Я не повторяю их действия, потому что уже молилась ранее, пока мой разум не опустел. Умоляю, пока моя душа не высыхает. Бог и так уже знает, что я готова променять все, что угодно на его жизнь. В том числе и свою.
Поэтому просто смотрю, как мерцают свечи, и предаюсь воспоминаниям.
Мысленно поворачиваю время вспять и вспоминаю, какой счастливой я была когда-то. Все начинается с него. И закончится вместе с ним, если он уйдет.

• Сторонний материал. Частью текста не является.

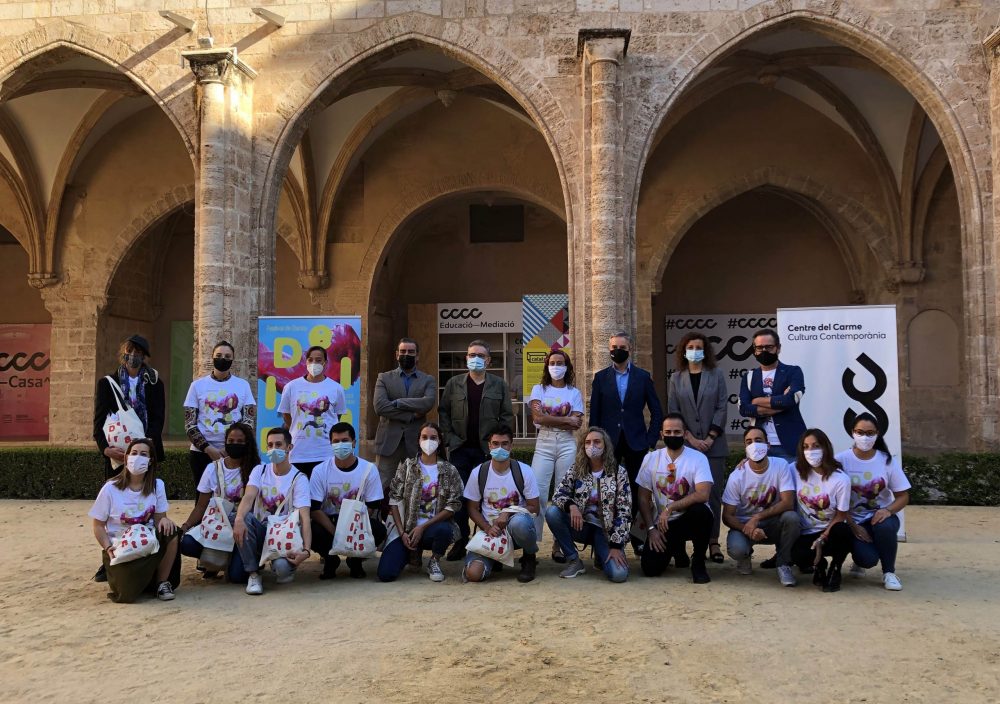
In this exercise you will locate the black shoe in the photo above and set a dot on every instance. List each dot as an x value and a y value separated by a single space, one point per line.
528 565
457 551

Я улыбаюсь и снова пускаю слезу, когда представляю его любящие карие глаза.
Глава 10
Десять месяцев назад
Маверик
Воздух наполнен глухими басами AC/DC «Back in Black», и мое сердце бьется в такт этому ритму. Я позволяю ему скользить по своей коже. Теряюсь в нем.
Сегодня в заведении «У Пеппи» вечер караоке. Предполагается, что он будет проходить раз в месяц по пятницам, но каким-то образом мероприятие стало проводиться чуть ли не каждую неделю. Похоже, благодаря Кэлу, караоке становится популярным.
— Что будешь, пиво или ром? — шепчет мне на ухо Кэл, и по моему телу проходит дрожь вожделения. Я чувствую его понимающую улыбку на своей щеке. Одной рукой он скользит вверх по моей талии сбоку. Затем перемещает большой палец прямо под холмик моей груди. И теперь я практически дрожу, отчего Кэл посмеивается, приглушенно и сексуально.
С прошлой недели наши отношения изменились. Пусть, мы занимались сексом не так уж и часто, однако он оказался лучшим из всех, что у нас был после того, как я сделала минет Кэлу на заднем крыльце. Наш секс был грубым и грязным в душе, а затем стал нежным и чувственным в спальне. Кэл выполнил свое обещание заниматься любовью всю ночь напролет, так что четыре часа утра наступили незаметно. И похоже, наша соседка все же заметила наше маленькое шоу, потому что с тех пор ни разу не посмотрела мне в глаза и двигалась намного быстрее, чем любая восьмидесятилетняя старуха с больным бедром, когда мы встретились у почтового ящика. Хелена явно пыталась избежать нашей встречи.
— Солодовую шипучку, — отвечаю я Кэлу с ухмылкой. Этим вечером мне хочется сохранить голову ясной в надежде на повторение того вечера. Некоторые говорят, что алкоголь раскрепощает, я же считаю, что он притупляет ощущения. Хочу чувствовать каждый медленный толчок, поймать великолепную волну и позволить ей обрушиться на меня, наслаждаться быстрым приливом эйфории, который гораздо труднее достичь, когда в тебе слишком большое количество алкоголя. Я хочу наслаждаться любовью со своим мужем, а не просто быть вынужденной спать с ним, как поступала с первого дня нашего брака.
— Значит будет тебе солодовая шипучка, Лебедь, — Кэл слегка приподнимает уголок губы в улыбке в ответ на нашу шутку, когда отходит от меня.
— Ох уж эти ваши странные словечки.
Я просто пожимаю плечами, не отрывая взгляда от спины мужа.
Когда мне было шесть, он украл бутылку «Bud» из гаражного холодильника своего отца и обманом заставил меня ее выпить. Кэл сказал, что это «солодовая шипучка». Видите ли, в чем дело… Мне очень нравилась содовая. Но мои родители не покупали ее, так как «от нее портятся зубы». Вообще-то я не была наивной, даже в шесть лет, однако Кэлу известно, как я падка на содовую.
Шутка все же не сошла ему с рук. Потому что лицо мальчишки оказалось все в пиве, а остальная часть «солодовой шипучки» впиталась в лесной покров.